R
Rhamphoryncus
Arnaud Delobelle wrote:
sum() works for any sequence of objects with an __add__ method, not
just floats! Your algorithm is specific to floats.
This occurred to me also, but then I tried
sum(['abc', 'efg'], '')Interesting, I always thought that sum is like shortcut of
reduce(operator.add, ...), but I was mistaken.reduce() is more forgiving:
reduce(operator.add, ['abc', 'efg'], '' ) # it works
'abcefg'
Hm, it works for lists:
sum(([1], [2]), [])
[1, 2]
However I find the seccond argument hack ugly.
Does the sum way have any performance advantages over the reduce way?

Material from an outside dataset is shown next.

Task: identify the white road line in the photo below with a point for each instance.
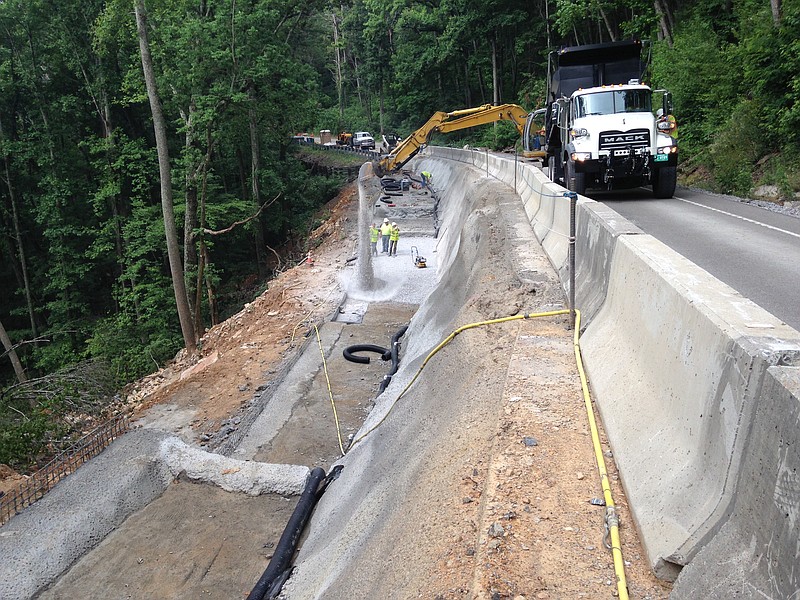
(797, 235)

The relative differences are irrelevant. The important thing is they
both perform quadratically, which makes them the wrong choice (unless
you can guarantee your inputs are trivial.)

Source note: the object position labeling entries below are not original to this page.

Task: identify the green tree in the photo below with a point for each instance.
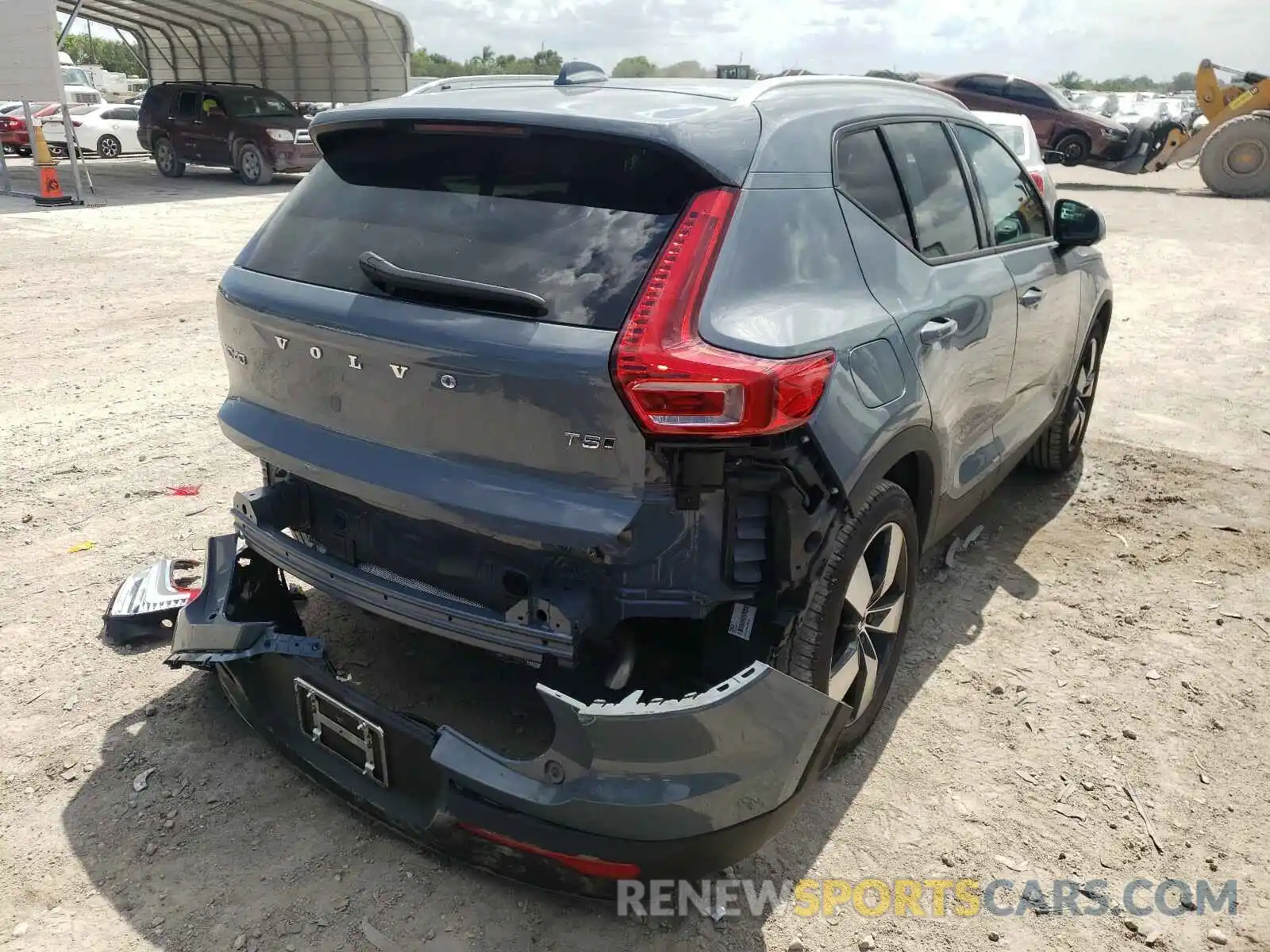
(484, 63)
(114, 55)
(892, 74)
(634, 67)
(1181, 83)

$ python2.5 -m timeit 'x = [[0]*1000]*10' 'sum(x, [])'
1000 loops, best of 3: 566 usec per loop
$ python2.5 -m timeit 'x = [[0]*1000]*100' 'sum(x, [])'
10 loops, best of 3: 106 msec per loop
$ python2.5 -m timeit 'x = [[0]*1000]*1000' 'sum(x, [])'
10 loops, best of 3: 18.1 sec per loop
Per element of the outer list, that's 0.0566, 1.06, 18.1 msec.
Nasty. Use this instead:
$ python2.5 -m timeit -s 'x = [[0]*1000]*10' 'y = []' 'for a in x:
y.extend(a)'
10000 loops, best of 3: 80.2 usec per loop
$ python2.5 -m timeit -s 'x = [[0]*1000]*100' 'y = []' 'for a in x:
y.extend(a)'
1000 loops, best of 3: 821 usec per loop
$ python2.5 -m timeit -s 'x = [[0]*1000]*1000' 'y = []' 'for a in x:
y.extend(a)'
10 loops, best of 3: 24.3 msec per loop
$ python2.5 -m timeit -s 'x = [[0]*1000]*10000' 'y = []' 'for a in x:
y.extend(a)'
10 loops, best of 3: 241 msec per loop
$ python2.5 -m timeit -s 'x = [[0]*1000]*100000' 'y = []' 'for a in x:
y.extend(a)'
10 loops, best of 3: 2.35 sec per loop
Per element of the outer list t hat's 0.00802, 0.00821, 0.0243,
0.0241, 0.0235 msec. At 1000 elements it seemed to cross some
threshold (maybe cache related, maybe allocation related), but overall
it scales linearly. Know your algorithm's complexity.